Low expression of the dynamic network markers FOS/JUN in pre-deteriorated epithelial cells is associated with the progression of colorectal adenoma to carcinoma

Xiaoqi Huang; Chongyin Han; Jiayuan Zhong; Jiaqi Hu; Yabin Jin; Qinqin Zhang; Wei Luo; Rui Liu; Fei Ling

doi:10.1186/s12967-023-03890-5

Low expression of the dynamic network markers FOS/JUN in pre-deteriorated epithelial cells is associated with the progression of colorectal adenoma to carcinoma

J Transl Med. 2023 Jan 25;21(1):45. doi: 10.1186/s12967-023-03890-5.

Authors

Xiaoqi Huang¹, Chongyin Han¹, Jiayuan Zhong², Jiaqi Hu¹, Yabin Jin³, Qinqin Zhang¹, Wei Luo⁴, Rui Liu^{5

6}, Fei Ling⁷

Affiliations

¹ Guangdong Key Laboratory of Fermentation and Enzyme Engineering, School of Biology and Biological Engineering, South China University of Technology, Guangzhou, 510006, China.
² School of Mathematics, South China University of Technology, Guangzhou, 510641, China.
³ Institute of Clinical Research, The First People's Hospital of Foshan, Foshan, 528000, China.
⁴ Institute of Clinical Research, The First People's Hospital of Foshan, Foshan, 528000, China. luowei_421@163.com.
⁵ School of Mathematics, South China University of Technology, Guangzhou, 510641, China. scliurui@scut.edu.cn.
⁶ Pazhou Lab, Guangzhou, 510330, China. scliurui@scut.edu.cn.
⁷ Guangdong Key Laboratory of Fermentation and Enzyme Engineering, School of Biology and Biological Engineering, South China University of Technology, Guangzhou, 510006, China. fling@scut.edu.cn.

Abstract

Background: Deterioration of normal intestinal epithelial cells is crucial for colorectal tumorigenesis. However, the process of epithelial cell deterioration and molecular networks that contribute to this process remain unclear.

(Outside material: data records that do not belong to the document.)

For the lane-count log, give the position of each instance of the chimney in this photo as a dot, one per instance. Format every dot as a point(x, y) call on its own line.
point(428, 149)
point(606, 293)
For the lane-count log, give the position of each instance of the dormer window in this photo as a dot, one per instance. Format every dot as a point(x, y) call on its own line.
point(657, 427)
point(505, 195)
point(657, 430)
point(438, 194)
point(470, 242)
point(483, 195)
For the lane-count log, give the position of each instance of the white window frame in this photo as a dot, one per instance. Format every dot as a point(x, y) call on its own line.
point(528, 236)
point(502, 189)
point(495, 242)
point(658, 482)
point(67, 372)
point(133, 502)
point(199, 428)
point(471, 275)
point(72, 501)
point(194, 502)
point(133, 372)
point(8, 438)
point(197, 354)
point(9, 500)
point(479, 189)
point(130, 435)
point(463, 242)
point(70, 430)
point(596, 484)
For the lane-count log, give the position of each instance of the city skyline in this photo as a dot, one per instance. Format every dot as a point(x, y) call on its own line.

Methods: Single-cell data and clinical information were downloaded from the Gene Expression Omnibus (GEO) database. We used the recently proposed dynamic network biomarker (DNB) method to identify the critical stage of epithelial cell deterioration. Data analysis and visualization were performed using R and Cytoscape software. In addition, Single-Cell rEgulatory Network Inference and Clustering (SCENIC) analysis was used to identify potential transcription factors, and CellChat analysis was conducted to evaluate possible interactions among cell populations. Gene Ontology (GO), Kyoto Encyclopedia of Genes and Genomes (KEGG), and gene set variation analysis (GSVA) analyses were also performed.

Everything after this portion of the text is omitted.